Just by being my children,
they get my love, adoration (perhaps blind adoration!) and esteem.
But every now and again, one of them will do something
that catches me completely by surprise.
At that moment, I see them not as their mother
but as an individual in their own right.
Tonight, my son Chris did something that left me speechless,
profoundly moved and quite literally full of respect
for the steady, kind and compassionate young man that he is becoming.
We had gone to the viewing of Joe N.
Joe died on Saturday at age 43 of a sudden heart attack,
leaving behind his sixth grade son Joey and his second grade daughter Brooke.
Tragic. Completely tragic.
Joe was one of the assistant coaches on Chris's Padres baseball team
and his son is one of the players on Chris's team.
At their level, your baseball team is similar to a family.
Every spring season the team reconvenes and we spend hours and hours together each week,
huddled under blankets or sweating in the sun.
Same parents, same kids, year after year.
Big Joe was an enthusiastic coach to say the least.
He was big in every way, from his booming voice
to his face-splitting smile.
Rob and I were nervous about Chris going to the viewing.
He is blessed to have experienced very little loss in his life.
He still has two living great grandparents and thankfully, five grandparents as well.
However, he was adamant that he wanted to go to the viewing and support his teammate.
We tried to prepare him for the viewing and explained the procedure:
Walk in, greet the family and express your sympathy,
look at the open casket (or not) and then move on to let others in.
We explained it would be very brief, people would be crying
and that Joey and Brooke might not even be present.
That wasn't how it went at all.
We arrived to a PACKED, standing-shoulder-to-shoulder room,
so full we could not even see the front.
Someone was speaking when we arrived so we stayed where we were
and listened.. and cried.
Chris had left us with a quick whisper:
"I'm going to stand with Joey."
I couldn't see him, had no idea where he was in the room,
but when I asked Rob, he said he was fine and with Joey.
The person finished speaking
and Joe's other family members took a turn..
aunt, mother, father, brother.
They asked if others would like to speak and a couple of other men came forward-
a friend, a fellow football coach.
After a pause, a familiar voice rang out
and Rob and I both stiffened with surprise.
"Hi, my name is Chris .. and Coach Joe was one of my Coaches on the Padres.."

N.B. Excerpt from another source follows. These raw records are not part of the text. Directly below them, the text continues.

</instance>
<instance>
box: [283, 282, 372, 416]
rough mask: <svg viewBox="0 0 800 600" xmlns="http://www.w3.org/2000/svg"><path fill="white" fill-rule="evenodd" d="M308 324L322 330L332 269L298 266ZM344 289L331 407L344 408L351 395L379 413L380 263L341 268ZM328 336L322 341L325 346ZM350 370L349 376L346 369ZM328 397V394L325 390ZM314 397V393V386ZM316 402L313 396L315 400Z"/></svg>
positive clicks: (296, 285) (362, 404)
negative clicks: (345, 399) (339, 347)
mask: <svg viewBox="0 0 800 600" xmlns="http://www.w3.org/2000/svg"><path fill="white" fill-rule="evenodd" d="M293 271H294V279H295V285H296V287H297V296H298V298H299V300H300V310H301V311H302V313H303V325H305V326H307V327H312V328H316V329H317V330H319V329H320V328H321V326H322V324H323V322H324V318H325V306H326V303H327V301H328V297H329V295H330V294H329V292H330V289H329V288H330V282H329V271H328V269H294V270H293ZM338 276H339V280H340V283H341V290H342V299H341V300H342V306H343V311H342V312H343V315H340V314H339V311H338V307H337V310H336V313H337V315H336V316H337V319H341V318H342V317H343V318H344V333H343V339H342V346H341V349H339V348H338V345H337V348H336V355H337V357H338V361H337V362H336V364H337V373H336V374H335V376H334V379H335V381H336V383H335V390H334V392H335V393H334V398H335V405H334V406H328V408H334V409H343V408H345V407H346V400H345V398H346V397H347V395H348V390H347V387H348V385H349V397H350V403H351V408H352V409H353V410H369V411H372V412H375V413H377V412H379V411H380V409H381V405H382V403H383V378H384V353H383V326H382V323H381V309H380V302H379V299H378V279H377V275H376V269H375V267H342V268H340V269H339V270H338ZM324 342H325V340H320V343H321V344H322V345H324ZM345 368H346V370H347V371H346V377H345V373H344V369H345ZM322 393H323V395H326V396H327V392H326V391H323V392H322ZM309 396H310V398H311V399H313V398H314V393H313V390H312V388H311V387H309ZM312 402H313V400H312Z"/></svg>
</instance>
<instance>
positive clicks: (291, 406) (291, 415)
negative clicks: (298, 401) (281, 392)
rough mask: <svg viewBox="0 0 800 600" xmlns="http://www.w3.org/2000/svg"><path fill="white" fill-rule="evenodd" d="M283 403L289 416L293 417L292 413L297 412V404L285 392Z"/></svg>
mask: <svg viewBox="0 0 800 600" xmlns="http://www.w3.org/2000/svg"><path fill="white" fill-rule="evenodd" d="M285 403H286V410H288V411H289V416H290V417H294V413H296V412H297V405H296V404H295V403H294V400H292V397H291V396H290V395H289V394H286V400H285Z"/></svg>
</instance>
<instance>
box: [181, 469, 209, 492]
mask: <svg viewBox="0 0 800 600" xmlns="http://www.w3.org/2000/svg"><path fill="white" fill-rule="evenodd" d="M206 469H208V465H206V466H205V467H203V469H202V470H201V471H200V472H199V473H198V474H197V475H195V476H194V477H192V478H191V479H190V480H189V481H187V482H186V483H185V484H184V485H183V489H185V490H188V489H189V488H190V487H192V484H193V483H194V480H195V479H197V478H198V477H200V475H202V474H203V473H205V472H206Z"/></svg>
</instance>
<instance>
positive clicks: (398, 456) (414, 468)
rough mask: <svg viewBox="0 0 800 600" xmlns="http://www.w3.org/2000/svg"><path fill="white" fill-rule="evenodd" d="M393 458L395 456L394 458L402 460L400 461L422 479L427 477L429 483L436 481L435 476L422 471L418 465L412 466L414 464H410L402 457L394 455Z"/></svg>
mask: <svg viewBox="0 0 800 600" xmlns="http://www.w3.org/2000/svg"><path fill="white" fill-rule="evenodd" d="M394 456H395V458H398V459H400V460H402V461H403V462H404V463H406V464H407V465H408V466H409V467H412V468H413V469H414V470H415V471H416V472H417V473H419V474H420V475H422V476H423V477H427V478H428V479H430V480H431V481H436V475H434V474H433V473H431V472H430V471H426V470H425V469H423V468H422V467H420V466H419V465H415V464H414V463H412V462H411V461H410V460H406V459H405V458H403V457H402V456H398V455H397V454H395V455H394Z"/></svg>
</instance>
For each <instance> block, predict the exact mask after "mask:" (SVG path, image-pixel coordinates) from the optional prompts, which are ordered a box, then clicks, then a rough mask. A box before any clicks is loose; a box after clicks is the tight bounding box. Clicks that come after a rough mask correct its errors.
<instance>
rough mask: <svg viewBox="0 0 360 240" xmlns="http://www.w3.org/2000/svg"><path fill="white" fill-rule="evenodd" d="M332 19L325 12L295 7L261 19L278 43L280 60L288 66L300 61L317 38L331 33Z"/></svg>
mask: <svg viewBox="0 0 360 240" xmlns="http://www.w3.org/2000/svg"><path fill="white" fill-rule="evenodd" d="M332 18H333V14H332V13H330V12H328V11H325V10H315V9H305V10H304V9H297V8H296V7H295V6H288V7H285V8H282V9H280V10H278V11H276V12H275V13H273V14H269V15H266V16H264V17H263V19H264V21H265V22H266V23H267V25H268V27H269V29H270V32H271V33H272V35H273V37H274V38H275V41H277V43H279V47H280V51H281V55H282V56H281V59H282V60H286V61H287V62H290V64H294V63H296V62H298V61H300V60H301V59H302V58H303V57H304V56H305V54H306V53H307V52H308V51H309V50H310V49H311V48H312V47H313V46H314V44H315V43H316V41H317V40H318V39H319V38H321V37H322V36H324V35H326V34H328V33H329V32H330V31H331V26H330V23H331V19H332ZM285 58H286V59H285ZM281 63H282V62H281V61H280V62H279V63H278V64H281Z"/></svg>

His voice cracked and the tears flowed freely
as his young voice choked out his memories
of a man motivating his team, cheering them on and lifting them up in times of defeat.
"Even if we were losing in the sixth inning, he would encourage us
and remind us to never give up hope.."
Rob and I stood, tears slipping down our cheeks as we listened to our son
offer words of encouragement and love to Joe's family..
and to his children.
Many more tears were shed as the night went on.
Unlike what I have known of viewings in the past,
this one was more a type of service-
in that following Chris and a couple of more speakers,
we were all invited to sit on the floor
and be a part of the Hindu ritual of preparing the body
for its departure to heaven.
The smell of incense filled the air
as swirling sing-song prayers circled around the room.
Joe's father laid flowers upon his son, sprinkled him with water,
covered him with fragrant herbs.
In closing, the close family went up and one by one put rice
and a flower in his casket, to symbolically provide food and lovely things in heaven.
We were then invited to each do the same.
As Chris approached, Joe's family members reached out to hug him
and stroke his face.
His words had given them comfort..
and I was grateful to my son for his unexpected gift.